On the Use of Abundant Road Speed Data for Travel Demand Calibration of Urban Traffic Simulators
Suyash Vishnoi, Akhil Shetty, Iveel Tsogsuren, Neha Arora, Carolina Osorio
TL;DR
This work tackles origin-destination travel-demand calibration for urban traffic microsimulation using abundant segment speed data. It introduces a physics-informed metamodel that blends a fundamental diagram–based analytical relation with a linear residual model to approximate the simulation loss, enabling gradient-based optimization. The problem is formulated as a bound-constrained, simulation-based optimization of $f(x)=\frac{1}{|\mathcal{I}|}\sum_{i\in\mathcal{I}} w_i (v_i^{GT}-E[v_i(x,u_1;u_2)])^2$ and solved iteratively by updating the metamodel with new simulations. Applied to a Salt Lake City network, the method achieves substantial calibration improvements over SPSA, with larger gains when more GT-speed data are available, and demonstrates superior compute efficiency by requiring fewer simulation evaluations.
Abstract
This work develops a compute-efficient algorithm to tackle a fundamental problem in transportation: that of urban travel demand estimation.

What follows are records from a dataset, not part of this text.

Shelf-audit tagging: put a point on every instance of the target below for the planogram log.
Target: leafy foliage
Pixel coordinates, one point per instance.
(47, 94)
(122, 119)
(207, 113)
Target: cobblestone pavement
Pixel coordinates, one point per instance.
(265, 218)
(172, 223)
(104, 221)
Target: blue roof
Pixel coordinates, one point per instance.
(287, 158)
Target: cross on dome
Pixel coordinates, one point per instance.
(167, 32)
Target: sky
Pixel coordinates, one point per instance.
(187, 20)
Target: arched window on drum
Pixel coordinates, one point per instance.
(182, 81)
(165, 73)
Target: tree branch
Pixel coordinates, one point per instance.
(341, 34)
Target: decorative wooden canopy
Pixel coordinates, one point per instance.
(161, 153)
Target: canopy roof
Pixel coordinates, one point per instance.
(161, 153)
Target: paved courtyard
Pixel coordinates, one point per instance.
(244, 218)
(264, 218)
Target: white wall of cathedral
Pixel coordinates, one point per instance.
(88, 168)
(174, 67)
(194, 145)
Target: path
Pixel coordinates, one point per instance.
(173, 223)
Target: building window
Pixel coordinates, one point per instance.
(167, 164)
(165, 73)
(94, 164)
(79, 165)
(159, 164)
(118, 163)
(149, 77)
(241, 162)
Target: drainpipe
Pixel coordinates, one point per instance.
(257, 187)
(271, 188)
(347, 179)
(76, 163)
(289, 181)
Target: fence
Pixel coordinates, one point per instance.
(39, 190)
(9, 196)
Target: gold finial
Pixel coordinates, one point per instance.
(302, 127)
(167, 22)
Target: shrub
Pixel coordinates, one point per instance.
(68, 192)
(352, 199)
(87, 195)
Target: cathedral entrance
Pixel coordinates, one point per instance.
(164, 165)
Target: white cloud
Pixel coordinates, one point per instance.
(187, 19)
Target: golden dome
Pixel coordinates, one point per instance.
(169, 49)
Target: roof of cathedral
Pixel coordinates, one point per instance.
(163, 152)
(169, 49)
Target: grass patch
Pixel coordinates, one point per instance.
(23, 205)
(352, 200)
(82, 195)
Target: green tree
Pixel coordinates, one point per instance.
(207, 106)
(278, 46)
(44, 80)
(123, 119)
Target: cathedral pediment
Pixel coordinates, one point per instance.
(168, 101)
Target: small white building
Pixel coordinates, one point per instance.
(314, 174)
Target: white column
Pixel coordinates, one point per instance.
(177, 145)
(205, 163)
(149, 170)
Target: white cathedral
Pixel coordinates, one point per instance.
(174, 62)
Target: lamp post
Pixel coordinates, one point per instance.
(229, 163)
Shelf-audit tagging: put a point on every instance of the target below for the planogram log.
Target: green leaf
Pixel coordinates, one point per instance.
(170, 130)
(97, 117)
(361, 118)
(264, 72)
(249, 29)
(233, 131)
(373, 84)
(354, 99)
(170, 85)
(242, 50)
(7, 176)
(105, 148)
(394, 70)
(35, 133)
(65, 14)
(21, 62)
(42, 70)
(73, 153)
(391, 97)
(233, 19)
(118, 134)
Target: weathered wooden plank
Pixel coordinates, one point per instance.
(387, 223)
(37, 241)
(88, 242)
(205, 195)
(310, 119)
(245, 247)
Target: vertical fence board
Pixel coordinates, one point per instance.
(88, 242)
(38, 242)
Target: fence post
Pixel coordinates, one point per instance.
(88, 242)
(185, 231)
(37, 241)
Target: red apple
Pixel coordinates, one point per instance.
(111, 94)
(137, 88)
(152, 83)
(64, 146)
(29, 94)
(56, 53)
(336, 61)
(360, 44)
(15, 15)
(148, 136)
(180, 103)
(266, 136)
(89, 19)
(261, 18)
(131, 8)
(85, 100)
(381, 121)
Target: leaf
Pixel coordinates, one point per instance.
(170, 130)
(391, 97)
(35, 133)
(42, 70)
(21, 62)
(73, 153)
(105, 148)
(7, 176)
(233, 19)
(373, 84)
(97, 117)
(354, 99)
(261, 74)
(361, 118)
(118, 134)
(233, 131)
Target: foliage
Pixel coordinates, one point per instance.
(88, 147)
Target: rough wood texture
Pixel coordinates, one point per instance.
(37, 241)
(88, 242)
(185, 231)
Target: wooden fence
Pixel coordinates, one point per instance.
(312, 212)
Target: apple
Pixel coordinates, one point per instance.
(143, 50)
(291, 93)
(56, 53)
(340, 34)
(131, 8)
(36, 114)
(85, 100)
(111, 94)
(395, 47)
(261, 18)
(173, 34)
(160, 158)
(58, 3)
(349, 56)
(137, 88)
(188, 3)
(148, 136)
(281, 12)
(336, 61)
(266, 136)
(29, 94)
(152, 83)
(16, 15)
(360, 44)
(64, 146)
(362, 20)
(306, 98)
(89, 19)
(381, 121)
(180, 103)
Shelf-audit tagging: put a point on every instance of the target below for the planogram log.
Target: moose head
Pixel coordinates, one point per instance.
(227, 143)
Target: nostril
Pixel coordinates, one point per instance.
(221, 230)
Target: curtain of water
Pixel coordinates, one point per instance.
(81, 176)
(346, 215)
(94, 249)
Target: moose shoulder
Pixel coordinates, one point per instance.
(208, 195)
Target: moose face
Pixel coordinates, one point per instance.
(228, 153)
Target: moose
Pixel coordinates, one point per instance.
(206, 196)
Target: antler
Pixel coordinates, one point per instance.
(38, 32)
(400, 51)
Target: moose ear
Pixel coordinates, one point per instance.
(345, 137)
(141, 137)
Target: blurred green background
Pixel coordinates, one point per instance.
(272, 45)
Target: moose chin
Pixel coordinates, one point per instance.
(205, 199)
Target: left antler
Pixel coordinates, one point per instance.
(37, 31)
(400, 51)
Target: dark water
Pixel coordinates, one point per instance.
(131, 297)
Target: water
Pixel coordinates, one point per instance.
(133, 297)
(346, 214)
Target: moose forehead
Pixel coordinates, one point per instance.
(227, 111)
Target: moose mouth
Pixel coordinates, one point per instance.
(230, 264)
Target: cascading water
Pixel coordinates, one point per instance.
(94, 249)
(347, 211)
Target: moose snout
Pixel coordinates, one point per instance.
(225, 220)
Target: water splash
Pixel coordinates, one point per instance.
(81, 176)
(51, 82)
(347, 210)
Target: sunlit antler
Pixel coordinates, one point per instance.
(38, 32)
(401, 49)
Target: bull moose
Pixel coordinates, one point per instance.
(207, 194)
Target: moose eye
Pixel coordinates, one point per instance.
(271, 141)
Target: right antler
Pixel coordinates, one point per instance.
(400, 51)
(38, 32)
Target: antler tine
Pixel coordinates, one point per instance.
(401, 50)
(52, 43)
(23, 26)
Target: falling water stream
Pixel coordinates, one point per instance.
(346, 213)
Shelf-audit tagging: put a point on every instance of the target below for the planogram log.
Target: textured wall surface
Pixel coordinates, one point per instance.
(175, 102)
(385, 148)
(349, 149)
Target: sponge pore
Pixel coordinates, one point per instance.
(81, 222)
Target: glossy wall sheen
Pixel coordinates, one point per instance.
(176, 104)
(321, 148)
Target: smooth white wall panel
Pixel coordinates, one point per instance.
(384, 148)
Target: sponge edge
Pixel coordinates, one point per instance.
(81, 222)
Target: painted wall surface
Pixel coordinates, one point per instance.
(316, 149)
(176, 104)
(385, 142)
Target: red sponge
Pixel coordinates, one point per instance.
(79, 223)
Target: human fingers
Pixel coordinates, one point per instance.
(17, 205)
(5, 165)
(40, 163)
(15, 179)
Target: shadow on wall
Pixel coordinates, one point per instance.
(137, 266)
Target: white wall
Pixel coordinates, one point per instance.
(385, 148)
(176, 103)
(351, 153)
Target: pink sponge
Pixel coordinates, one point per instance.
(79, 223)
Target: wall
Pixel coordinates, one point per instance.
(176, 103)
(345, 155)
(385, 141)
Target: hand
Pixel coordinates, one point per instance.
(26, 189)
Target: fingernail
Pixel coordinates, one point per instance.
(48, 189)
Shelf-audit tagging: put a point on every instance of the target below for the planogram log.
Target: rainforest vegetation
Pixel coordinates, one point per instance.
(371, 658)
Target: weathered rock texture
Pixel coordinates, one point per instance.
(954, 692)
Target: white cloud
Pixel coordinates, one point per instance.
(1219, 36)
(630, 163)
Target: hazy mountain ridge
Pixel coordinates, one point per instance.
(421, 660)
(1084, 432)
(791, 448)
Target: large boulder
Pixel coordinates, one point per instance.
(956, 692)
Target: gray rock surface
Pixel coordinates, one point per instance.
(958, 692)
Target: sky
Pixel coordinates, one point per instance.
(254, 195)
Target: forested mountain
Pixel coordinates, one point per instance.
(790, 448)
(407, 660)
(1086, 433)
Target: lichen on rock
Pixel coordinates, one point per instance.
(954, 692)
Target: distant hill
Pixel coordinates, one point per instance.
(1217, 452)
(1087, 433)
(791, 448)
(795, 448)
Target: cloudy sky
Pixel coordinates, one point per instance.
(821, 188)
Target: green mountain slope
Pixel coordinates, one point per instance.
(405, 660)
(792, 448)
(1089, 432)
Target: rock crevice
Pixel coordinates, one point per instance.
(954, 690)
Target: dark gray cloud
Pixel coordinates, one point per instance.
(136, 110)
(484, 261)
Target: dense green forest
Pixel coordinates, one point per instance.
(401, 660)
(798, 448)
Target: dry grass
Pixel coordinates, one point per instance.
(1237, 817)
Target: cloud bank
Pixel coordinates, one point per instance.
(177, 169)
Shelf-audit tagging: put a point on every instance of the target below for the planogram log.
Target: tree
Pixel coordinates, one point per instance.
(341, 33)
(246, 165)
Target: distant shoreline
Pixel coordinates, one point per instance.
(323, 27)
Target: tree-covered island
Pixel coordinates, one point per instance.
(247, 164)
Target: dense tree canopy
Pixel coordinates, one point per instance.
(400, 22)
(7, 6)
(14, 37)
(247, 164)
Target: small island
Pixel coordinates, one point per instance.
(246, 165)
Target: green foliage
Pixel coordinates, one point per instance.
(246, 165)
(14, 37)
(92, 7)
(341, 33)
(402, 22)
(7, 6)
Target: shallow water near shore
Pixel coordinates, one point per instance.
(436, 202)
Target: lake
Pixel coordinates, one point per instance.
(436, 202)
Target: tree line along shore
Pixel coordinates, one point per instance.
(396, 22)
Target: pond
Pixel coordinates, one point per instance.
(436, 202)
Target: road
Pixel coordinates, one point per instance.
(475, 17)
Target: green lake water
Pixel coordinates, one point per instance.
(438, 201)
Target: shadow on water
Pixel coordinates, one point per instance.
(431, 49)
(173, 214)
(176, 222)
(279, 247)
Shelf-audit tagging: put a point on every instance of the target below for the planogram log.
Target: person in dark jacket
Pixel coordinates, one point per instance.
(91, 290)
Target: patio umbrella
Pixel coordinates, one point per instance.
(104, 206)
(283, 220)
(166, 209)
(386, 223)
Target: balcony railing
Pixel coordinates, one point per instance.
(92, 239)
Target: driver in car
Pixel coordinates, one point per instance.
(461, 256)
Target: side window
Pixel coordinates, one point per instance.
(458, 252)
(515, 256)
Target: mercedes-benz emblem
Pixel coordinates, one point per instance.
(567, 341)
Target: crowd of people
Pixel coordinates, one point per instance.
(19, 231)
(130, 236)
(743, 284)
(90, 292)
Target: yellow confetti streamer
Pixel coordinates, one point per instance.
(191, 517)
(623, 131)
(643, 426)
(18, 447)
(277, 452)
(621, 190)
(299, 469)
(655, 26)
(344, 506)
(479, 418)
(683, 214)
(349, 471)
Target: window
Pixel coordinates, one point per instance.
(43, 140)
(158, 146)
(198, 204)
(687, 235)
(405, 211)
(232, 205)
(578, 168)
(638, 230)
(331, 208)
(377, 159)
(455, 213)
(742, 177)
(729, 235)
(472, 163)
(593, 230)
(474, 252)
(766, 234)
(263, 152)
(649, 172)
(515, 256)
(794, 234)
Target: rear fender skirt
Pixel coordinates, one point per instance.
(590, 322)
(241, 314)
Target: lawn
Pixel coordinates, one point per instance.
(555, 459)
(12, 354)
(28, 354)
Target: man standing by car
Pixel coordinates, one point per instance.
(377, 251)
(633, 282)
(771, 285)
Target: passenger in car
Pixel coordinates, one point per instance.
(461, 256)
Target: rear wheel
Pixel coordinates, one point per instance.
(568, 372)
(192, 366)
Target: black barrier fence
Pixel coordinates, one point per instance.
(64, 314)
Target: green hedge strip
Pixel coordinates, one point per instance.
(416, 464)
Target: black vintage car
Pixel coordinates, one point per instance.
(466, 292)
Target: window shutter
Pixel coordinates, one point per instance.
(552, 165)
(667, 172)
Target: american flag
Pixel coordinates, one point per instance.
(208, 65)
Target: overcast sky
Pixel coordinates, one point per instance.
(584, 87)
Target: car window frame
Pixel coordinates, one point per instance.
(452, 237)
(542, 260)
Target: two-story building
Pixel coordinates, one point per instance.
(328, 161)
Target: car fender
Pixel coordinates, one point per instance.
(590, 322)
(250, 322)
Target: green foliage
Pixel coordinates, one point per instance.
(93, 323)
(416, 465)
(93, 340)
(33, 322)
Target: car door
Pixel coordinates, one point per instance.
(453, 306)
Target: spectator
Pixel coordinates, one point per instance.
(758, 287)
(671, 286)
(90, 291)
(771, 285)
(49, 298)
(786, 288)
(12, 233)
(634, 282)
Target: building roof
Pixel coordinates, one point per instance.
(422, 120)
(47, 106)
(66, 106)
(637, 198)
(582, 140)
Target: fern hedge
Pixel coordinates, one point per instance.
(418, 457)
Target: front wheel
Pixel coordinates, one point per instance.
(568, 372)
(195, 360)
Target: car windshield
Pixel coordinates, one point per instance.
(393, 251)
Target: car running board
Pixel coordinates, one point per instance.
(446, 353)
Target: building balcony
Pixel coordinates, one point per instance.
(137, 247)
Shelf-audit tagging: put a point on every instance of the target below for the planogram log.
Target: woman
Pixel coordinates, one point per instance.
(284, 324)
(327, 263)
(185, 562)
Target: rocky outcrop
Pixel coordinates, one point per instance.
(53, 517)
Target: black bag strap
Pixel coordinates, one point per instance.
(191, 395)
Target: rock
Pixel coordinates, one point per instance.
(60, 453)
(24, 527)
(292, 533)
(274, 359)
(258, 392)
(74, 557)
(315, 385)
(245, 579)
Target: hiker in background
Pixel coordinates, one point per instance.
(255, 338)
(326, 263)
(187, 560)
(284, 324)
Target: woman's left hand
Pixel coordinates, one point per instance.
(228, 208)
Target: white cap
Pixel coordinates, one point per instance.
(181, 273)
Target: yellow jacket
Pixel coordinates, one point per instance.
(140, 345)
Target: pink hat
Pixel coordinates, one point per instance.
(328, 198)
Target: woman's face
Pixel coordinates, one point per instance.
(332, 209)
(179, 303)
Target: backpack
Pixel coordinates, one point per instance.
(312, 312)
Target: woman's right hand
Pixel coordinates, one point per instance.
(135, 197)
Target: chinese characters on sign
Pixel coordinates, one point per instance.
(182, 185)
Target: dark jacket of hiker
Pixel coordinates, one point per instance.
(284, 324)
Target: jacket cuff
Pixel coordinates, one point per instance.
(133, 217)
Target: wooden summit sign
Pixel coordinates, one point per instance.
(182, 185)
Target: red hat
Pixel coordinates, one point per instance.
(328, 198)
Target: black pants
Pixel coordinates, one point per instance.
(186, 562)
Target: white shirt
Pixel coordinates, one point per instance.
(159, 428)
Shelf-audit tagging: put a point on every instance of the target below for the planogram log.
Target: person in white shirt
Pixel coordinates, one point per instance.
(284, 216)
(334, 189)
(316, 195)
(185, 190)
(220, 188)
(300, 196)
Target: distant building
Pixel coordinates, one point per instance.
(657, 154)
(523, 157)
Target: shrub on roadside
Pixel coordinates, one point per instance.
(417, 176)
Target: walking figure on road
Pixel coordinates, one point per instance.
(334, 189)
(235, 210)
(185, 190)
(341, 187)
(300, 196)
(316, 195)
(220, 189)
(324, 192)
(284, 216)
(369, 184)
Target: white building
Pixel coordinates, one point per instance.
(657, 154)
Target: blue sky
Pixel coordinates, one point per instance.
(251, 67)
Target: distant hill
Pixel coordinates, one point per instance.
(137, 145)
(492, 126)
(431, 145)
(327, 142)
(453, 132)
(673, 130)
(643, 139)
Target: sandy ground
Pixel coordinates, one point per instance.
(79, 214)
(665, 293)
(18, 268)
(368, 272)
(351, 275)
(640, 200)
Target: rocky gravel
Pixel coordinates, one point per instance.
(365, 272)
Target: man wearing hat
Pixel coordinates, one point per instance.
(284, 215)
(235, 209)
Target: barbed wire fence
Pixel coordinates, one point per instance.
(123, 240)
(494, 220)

It focuses on the calibration of origin-destination travel demand input parameters for high-resolution traffic simulation models. It considers the use of abundant traffic road speed data. The travel demand calibration problem is formulated as a continuous, high-dimensional, simulation-based optimization (SO) problem with bound constraints. There is a lack of compute efficient algorithms to tackle this problem. We propose the use of an SO algorithm that relies on an efficient, analytical, differentiable, physics-based traffic model, known as a metamodel or surrogate model. We formulate a metamodel that enables the use of road speed data. Tests are performed on a Salt Lake City network. We study how the amount of data, as well as the congestion levels, impact both in-sample and out-of-sample performance. The proposed method outperforms the benchmark for both in-sample and out-of-sample performance by 84.4% and 72.2% in terms of speeds and counts, respectively. Most importantly, the proposed method yields the highest compute efficiency, identifying solutions with good performance within few simulation function evaluations (i.e., with small samples).